Why didn’t BlueSCSI support this already? At first I didn’t think it was possible on the Pico stick given the number of additional GPIO signals it seemed to require.
The RP2040 microcontroller exposes several more GPIO signals than the Pico does, because the Pi Foundation used them for things like monitoring and power management. For example GPIO 24 monitors voltage input and GPIO 23 can be used to switch the RT6150 buck regulator chip into a lower power mode. Another pin (GPIO 25) controls the LED. And GPIO 29 is used to block leakage through the ADC3 pin when the 3.3v supply is disabled. So that’s a few GPIO pins gone already on the Pico stick. The Pi Foundation seems to have been desperate to stick to 2×20 pin headers, and they could have switched things around to expose USB over the headers but I digress.

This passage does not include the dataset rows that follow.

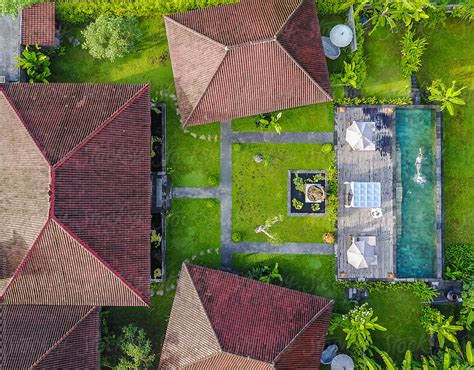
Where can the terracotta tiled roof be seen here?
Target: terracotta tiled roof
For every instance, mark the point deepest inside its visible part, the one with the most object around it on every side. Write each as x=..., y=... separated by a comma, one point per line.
x=49, y=337
x=246, y=58
x=216, y=313
x=76, y=201
x=38, y=25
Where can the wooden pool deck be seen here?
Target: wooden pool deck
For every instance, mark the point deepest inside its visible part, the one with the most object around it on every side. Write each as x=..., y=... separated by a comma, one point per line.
x=367, y=166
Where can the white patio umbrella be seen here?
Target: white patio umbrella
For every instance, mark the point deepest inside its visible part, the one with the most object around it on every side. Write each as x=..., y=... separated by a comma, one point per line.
x=360, y=135
x=360, y=254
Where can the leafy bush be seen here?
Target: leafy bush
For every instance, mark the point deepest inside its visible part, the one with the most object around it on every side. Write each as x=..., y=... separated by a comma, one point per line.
x=297, y=204
x=266, y=274
x=136, y=349
x=465, y=12
x=212, y=181
x=329, y=238
x=327, y=148
x=412, y=51
x=12, y=7
x=236, y=237
x=459, y=260
x=447, y=97
x=110, y=37
x=36, y=64
x=82, y=11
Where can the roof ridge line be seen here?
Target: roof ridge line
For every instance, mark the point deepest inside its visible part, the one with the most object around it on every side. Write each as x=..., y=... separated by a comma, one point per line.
x=94, y=133
x=289, y=18
x=20, y=117
x=205, y=311
x=316, y=316
x=206, y=89
x=23, y=262
x=166, y=17
x=60, y=340
x=95, y=255
x=304, y=71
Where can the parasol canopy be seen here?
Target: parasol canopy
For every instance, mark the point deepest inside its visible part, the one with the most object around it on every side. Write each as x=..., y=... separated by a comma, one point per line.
x=360, y=135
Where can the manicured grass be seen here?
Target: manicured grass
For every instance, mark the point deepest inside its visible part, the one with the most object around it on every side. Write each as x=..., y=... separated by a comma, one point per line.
x=193, y=228
x=190, y=159
x=384, y=78
x=449, y=56
x=260, y=191
x=316, y=117
x=399, y=310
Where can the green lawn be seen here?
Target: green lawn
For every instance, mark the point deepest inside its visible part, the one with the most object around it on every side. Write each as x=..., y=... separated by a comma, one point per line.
x=316, y=117
x=384, y=78
x=193, y=229
x=260, y=191
x=450, y=56
x=190, y=159
x=399, y=311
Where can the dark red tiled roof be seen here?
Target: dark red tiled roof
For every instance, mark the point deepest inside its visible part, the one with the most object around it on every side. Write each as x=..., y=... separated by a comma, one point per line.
x=83, y=225
x=38, y=25
x=247, y=58
x=49, y=337
x=249, y=319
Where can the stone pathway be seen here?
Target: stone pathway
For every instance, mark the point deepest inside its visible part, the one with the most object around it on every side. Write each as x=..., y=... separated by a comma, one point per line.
x=224, y=192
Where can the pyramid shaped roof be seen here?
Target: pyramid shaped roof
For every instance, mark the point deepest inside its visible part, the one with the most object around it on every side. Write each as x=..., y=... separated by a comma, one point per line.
x=247, y=58
x=74, y=194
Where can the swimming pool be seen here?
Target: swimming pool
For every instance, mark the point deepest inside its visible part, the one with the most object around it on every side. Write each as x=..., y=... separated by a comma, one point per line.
x=416, y=253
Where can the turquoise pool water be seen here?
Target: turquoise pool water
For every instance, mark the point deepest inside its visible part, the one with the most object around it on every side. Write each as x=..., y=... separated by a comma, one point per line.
x=416, y=239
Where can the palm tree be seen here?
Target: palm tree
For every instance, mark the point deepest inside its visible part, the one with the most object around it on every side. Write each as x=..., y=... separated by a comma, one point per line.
x=447, y=97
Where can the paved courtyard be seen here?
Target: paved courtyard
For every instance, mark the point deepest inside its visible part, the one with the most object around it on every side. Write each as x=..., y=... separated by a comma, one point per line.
x=224, y=192
x=10, y=41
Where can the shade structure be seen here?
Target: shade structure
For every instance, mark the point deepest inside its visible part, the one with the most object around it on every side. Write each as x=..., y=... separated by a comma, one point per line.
x=341, y=35
x=342, y=362
x=360, y=135
x=361, y=254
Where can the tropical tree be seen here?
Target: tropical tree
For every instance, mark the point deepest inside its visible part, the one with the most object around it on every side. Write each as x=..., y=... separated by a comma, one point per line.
x=358, y=325
x=390, y=12
x=111, y=38
x=434, y=322
x=36, y=64
x=12, y=7
x=266, y=274
x=136, y=349
x=447, y=97
x=412, y=51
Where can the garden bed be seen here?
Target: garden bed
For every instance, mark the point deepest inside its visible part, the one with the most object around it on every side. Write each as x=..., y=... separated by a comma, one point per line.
x=307, y=193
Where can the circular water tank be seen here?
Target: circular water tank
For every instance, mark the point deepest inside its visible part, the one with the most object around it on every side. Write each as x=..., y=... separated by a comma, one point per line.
x=341, y=35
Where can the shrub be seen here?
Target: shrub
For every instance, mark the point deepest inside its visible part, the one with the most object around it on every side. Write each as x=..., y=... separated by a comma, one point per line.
x=412, y=51
x=297, y=204
x=36, y=64
x=211, y=203
x=266, y=274
x=459, y=262
x=327, y=148
x=329, y=238
x=212, y=181
x=236, y=237
x=136, y=349
x=111, y=38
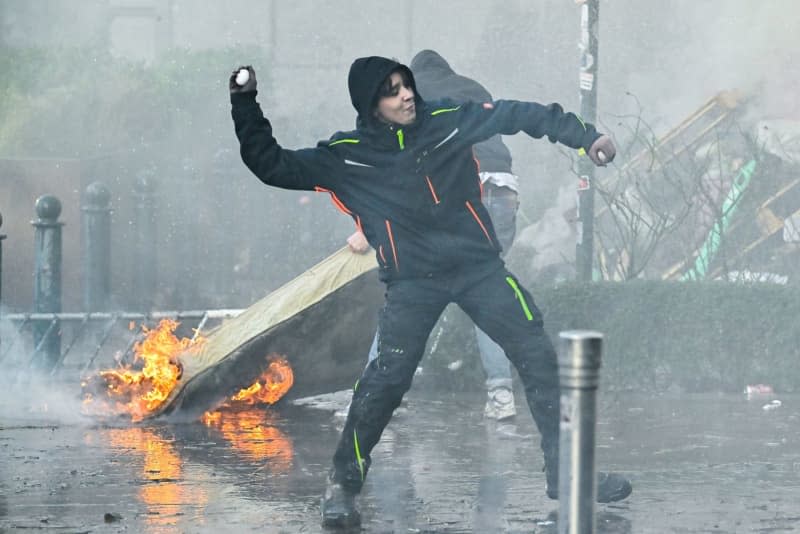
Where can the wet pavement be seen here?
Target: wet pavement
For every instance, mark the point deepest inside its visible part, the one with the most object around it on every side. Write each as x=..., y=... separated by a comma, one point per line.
x=699, y=463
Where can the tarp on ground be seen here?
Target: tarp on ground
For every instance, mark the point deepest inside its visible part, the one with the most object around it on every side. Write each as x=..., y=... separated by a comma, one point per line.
x=322, y=322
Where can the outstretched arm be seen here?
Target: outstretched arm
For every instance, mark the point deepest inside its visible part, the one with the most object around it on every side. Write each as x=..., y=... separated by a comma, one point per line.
x=508, y=117
x=272, y=164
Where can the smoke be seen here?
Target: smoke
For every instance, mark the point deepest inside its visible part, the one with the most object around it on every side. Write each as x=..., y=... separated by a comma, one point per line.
x=28, y=393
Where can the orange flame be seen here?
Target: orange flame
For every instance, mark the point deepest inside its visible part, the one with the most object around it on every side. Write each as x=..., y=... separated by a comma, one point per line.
x=138, y=392
x=140, y=389
x=270, y=386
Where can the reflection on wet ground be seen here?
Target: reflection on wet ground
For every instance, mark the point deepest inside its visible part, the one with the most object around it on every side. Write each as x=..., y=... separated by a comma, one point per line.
x=699, y=463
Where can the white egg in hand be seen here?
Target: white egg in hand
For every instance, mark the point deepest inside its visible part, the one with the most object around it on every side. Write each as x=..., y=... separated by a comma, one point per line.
x=242, y=77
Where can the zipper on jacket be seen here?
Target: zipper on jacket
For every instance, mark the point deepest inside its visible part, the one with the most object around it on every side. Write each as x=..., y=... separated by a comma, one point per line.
x=433, y=191
x=391, y=242
x=480, y=223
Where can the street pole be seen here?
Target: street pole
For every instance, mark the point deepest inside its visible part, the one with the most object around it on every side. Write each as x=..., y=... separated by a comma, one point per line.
x=579, y=375
x=584, y=248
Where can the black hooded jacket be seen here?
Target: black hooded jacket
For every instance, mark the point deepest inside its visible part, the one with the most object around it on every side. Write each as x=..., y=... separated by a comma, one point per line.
x=436, y=80
x=413, y=190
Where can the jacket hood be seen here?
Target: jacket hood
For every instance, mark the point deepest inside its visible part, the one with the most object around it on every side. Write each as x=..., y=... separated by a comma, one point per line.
x=364, y=80
x=431, y=63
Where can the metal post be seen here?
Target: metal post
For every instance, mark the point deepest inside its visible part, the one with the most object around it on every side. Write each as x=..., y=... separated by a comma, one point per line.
x=96, y=248
x=579, y=364
x=187, y=272
x=144, y=282
x=1, y=281
x=584, y=248
x=47, y=280
x=1, y=265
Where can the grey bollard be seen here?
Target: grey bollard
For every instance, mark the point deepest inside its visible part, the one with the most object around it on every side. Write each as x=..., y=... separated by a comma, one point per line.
x=145, y=234
x=1, y=277
x=578, y=369
x=47, y=280
x=1, y=264
x=96, y=230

So then how is it possible if we’re missing so many pins? Basically every pin which is connected to the SCSI bus does double-duty. They are all either an input and output signal, or inputs for two different signals.

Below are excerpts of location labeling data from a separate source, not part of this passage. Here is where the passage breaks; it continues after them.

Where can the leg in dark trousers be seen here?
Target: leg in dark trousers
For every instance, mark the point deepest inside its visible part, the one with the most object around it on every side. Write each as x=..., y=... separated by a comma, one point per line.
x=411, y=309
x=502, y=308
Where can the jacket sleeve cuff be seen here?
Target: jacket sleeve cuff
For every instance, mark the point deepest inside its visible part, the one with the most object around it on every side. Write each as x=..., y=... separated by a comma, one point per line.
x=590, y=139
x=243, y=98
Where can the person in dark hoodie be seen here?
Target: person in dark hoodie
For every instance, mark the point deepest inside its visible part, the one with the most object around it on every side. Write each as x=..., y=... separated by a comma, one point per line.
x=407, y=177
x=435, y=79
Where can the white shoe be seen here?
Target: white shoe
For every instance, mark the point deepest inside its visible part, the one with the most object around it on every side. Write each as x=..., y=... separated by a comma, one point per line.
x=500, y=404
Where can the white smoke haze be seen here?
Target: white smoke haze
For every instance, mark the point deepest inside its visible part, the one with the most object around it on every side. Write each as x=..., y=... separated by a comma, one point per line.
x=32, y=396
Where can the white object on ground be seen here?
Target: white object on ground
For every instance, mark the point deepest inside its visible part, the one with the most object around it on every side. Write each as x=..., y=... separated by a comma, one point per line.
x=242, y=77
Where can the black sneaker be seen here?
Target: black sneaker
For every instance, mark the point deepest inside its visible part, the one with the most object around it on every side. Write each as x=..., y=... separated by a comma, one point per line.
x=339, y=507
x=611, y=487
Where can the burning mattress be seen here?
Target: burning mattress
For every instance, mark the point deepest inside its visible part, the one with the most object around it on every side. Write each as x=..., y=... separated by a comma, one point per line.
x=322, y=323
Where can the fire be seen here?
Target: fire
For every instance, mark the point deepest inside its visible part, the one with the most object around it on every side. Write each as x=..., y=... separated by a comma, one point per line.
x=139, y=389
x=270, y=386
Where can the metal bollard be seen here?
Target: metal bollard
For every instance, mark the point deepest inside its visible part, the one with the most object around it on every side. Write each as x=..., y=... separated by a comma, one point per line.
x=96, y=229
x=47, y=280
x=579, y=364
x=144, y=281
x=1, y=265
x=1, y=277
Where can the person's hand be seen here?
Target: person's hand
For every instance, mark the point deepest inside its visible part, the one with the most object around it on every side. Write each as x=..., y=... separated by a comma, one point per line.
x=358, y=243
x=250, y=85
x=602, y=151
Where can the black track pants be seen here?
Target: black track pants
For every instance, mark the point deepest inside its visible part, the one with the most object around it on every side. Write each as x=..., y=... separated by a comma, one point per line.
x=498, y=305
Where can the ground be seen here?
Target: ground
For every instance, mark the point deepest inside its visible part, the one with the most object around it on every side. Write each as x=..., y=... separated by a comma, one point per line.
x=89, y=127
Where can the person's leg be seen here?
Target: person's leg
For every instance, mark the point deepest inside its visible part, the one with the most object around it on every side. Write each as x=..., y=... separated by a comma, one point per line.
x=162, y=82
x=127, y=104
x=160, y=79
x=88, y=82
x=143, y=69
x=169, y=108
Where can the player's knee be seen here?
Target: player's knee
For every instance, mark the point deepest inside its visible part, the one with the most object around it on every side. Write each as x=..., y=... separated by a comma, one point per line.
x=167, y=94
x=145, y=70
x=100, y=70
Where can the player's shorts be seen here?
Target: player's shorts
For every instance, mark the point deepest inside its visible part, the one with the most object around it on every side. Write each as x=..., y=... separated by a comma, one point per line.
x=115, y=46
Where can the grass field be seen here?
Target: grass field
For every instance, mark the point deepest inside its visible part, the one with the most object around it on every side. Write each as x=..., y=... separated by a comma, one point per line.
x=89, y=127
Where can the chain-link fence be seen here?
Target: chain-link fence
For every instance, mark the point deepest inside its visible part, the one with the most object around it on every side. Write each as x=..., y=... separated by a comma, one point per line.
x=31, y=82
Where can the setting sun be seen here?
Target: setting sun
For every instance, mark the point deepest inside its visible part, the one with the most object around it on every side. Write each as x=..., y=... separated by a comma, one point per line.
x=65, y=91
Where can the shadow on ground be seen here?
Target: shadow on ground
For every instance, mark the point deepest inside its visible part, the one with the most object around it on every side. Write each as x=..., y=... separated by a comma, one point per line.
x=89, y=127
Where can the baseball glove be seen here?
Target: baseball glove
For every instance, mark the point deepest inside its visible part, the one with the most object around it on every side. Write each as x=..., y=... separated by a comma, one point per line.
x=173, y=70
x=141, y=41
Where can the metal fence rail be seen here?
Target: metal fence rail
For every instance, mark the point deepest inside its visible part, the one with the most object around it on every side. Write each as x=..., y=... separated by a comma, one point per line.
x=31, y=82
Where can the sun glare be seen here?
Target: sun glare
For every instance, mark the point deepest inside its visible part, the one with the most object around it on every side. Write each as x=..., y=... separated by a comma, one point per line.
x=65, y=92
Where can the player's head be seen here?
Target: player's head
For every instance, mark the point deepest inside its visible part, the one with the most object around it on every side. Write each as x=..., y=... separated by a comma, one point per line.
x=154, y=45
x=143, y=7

How can a pin be both an input and an output? With resistors and the LVT/LVTH125 bus buffer chip, that’s how. A typical dual-function pin is structured like this:
This is an excerpt from the schematic showing the ACK signal. This signal when in “Target Mode” (acting like a normal hard drive) needs to be an input, iACK. And in Initiator Mode it needs to be an output. This configuration allows the input bus buffer to speak to the Pico pin (going off to the right) while also allowing the Pico to override that signal and drive the output as necessary.
As shown here, when oBSY is asserted (grounded, 0v), the iACK signal there on the left is buffered to the ack input signal pin through R67 shown above. And when oBSY is not asserted (3.3v) the state of the ACK line is determined by that output pin on the Pico. But wait, you say – you can’t just override ACK all the time! You’re right. This is why there are not one but two jumpers which need to be set to switch BlueSCSI into initiator mode.
One jumper switches which input line is being listened to by a certain GPIO pin (can’t just OR them together or they would collide and cause odd behavior, they must be separate). And the other jumper enables the Output ACK (oACK) signal.
The first production versions of Desktop BlueSCSI which support Initiator mode are in manufacturing now.